In recent years, my career has taken an unforeseen turn. After having worked a decade in small to medium businesses, I suddenly found myself amid very large corporations. Many of them on the move to the cloud. Some of them experiencing the move to the cloud, like a tidal wave that upends everything they have done so far in IT.
Although this post is quite snarky in its tone, there is nothing terrible or surprising about it. Large corporations are slow-moving by design. You can’t just simply launch a new service or move a system elsewhere. There are rules. These rules, like compliance, security or legal requirements, are put in place so that no individual can cause a considerable amount of damage that would tank the share price. Furthermore, to a degree, every employee should be replaceable like cogs in a machine.

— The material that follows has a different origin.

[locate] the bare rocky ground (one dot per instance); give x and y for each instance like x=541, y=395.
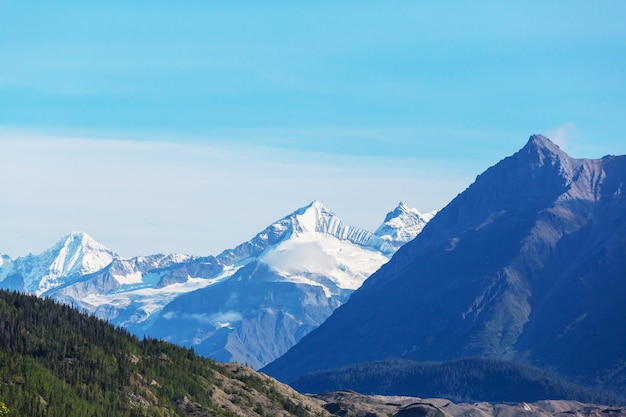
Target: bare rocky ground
x=352, y=404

Let’s take a trip down the cloud lane and observe our imaginary, very traditional large corporation on their way.
Stage 0: On-Premises
We start our trip from the on-premises setup. (Yes, it’s on-premises and not on-premise.) A typical setup includes either an own cage or a full-on datacenter. Every 3-5 years, an IT manager would have to decide what kind of hardware to purchase that will last the next 3-5 years. As we are talking about enterprises, this hardware is usually bought with a support contract, so if something breaks, the vendor is responsible for supplying the replacement hardware.
It’s a comfortable, slow way of iterating over hardware. Not much excitement. Not without problems, mind you. Sometimes systems go down. Sometimes the systems can’t handle the load. Generally, everything is a little bit slow and looks a little bit dated.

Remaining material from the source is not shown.